Who knew that mattress fluffer was an actual profession? Of course, what they do is on beyond just casual fluffing, treading, kneading, and rotating.
For Blackwell's second recalibration, she mentioned that the recalibrated mattress was feeling a bit too cushy. So they sent a squad in and they:
... re-tufted the entire thing by hand, functionally tightening each coil to adjust the bed to feel a little firmer than it was before. Again, I could really feel the difference, as if I’d swapped a soft mattress for a medium one—without the hassle. The team members explained that they can also do this procedure for half of the mattress, which is ideal for couples with different firmness preferences.

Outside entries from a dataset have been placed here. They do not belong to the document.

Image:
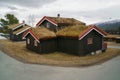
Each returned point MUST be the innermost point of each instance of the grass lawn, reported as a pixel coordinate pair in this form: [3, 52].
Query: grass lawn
[19, 52]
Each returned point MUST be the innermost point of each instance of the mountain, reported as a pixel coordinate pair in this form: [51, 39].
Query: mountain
[113, 25]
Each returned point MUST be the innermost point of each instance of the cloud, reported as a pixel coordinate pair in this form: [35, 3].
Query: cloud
[26, 3]
[12, 7]
[89, 11]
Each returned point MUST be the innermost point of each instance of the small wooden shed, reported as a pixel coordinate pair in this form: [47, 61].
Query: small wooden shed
[40, 40]
[57, 23]
[17, 30]
[80, 40]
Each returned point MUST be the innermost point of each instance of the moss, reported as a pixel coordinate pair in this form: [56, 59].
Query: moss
[72, 31]
[42, 32]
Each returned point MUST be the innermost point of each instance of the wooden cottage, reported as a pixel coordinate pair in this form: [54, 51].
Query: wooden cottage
[57, 23]
[40, 40]
[17, 30]
[80, 40]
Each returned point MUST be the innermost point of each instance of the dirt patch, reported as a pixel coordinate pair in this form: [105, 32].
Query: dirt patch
[18, 51]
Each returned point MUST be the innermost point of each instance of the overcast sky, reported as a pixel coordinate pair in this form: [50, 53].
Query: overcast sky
[88, 11]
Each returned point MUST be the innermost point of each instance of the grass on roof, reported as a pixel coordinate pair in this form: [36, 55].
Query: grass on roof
[73, 31]
[14, 25]
[21, 29]
[42, 32]
[67, 20]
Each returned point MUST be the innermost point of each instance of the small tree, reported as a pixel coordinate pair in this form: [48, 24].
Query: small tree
[9, 20]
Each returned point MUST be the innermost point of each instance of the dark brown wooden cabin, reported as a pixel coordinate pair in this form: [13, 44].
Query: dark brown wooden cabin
[40, 40]
[57, 23]
[17, 30]
[80, 40]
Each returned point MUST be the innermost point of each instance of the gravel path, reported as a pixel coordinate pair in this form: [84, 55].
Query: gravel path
[11, 69]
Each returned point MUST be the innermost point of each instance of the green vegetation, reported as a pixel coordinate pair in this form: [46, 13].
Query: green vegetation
[73, 31]
[57, 58]
[9, 20]
[43, 33]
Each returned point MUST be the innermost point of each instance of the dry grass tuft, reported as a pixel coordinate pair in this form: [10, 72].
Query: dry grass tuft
[19, 52]
[66, 20]
[43, 33]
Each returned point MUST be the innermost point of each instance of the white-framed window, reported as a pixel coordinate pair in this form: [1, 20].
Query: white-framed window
[35, 43]
[28, 41]
[89, 40]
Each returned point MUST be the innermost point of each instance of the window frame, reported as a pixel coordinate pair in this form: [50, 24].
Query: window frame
[35, 43]
[89, 40]
[28, 40]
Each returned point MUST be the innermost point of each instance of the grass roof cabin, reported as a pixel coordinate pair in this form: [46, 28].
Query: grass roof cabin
[57, 23]
[80, 40]
[17, 30]
[40, 40]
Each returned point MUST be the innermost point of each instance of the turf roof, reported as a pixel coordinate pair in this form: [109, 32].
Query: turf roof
[21, 29]
[14, 25]
[43, 33]
[66, 20]
[72, 31]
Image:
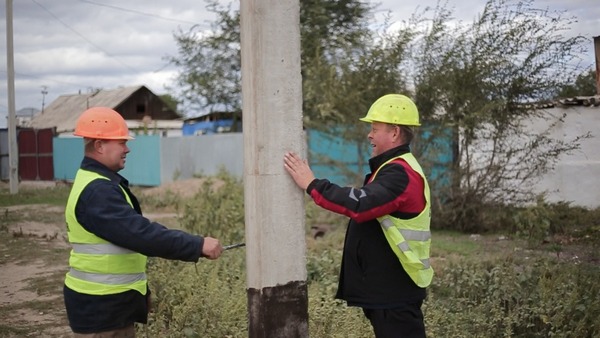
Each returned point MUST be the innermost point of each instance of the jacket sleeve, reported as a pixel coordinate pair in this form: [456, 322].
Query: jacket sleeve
[380, 197]
[103, 210]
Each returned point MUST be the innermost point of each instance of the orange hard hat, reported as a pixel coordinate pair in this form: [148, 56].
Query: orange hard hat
[102, 123]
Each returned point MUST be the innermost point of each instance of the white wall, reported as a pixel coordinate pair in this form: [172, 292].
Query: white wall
[185, 156]
[576, 177]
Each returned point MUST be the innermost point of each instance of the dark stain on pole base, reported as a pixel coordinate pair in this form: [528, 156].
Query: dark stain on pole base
[280, 311]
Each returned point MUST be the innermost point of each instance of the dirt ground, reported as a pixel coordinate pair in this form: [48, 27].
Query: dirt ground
[34, 259]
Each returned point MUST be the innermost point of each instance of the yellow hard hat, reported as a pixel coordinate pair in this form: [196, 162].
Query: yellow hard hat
[102, 123]
[393, 109]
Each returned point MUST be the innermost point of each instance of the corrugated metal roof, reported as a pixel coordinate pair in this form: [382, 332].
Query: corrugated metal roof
[63, 112]
[581, 101]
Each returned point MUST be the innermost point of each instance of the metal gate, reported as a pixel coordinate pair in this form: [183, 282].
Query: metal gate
[35, 154]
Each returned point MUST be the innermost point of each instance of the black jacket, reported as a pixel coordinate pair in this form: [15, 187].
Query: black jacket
[371, 275]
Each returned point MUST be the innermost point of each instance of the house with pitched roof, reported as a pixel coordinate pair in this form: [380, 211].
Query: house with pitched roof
[144, 111]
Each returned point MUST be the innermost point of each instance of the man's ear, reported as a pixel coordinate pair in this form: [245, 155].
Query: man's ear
[399, 133]
[99, 146]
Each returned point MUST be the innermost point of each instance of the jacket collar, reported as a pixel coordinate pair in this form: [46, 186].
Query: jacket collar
[90, 164]
[377, 161]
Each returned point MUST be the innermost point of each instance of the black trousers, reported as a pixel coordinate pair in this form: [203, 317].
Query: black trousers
[404, 322]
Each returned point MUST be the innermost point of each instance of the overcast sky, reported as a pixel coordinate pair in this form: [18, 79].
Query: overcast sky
[66, 46]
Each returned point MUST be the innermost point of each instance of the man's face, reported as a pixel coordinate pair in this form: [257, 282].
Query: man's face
[383, 137]
[113, 153]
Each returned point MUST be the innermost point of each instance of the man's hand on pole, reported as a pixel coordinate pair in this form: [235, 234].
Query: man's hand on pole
[298, 169]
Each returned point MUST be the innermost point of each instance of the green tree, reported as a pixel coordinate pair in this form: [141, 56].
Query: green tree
[209, 62]
[170, 101]
[479, 82]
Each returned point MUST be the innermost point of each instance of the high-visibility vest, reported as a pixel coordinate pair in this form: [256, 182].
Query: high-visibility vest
[410, 239]
[98, 267]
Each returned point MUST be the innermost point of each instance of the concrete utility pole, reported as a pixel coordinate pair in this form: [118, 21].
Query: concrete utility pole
[274, 206]
[13, 153]
[597, 57]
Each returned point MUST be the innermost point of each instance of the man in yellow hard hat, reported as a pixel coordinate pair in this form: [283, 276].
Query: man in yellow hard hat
[106, 290]
[385, 265]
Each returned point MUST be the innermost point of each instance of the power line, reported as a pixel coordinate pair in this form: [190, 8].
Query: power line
[83, 37]
[47, 79]
[139, 12]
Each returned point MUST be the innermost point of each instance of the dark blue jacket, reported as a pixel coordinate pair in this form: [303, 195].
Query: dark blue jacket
[103, 210]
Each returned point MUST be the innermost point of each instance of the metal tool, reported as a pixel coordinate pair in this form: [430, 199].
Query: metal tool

Nearly $60K for a mattress is way, way, way too rich for my blood. And I don't think I'd like having a recalibration team swing by every couple of months. Too much of a good thing, etc.
And $600K for a mattress? That's just rich folks doing what rich folks do. Status-buying something insanely pricey just because they can afford to. Is there more value, more comfort, more more of more in a $600K mattress than in a $60K mattress? I suspect there's a marginal increase in value, comfort, and more more at best.
$60K or $600K, this is just living in the nap of luxury. There's a Hästens store nearby, on Newbury Street. I haven't been in - and don't imagine I ever will. But if word gets out, come the revolution, someone may decide to roll the tumbrel up to their door. Liberté, égalité, sleep comfort!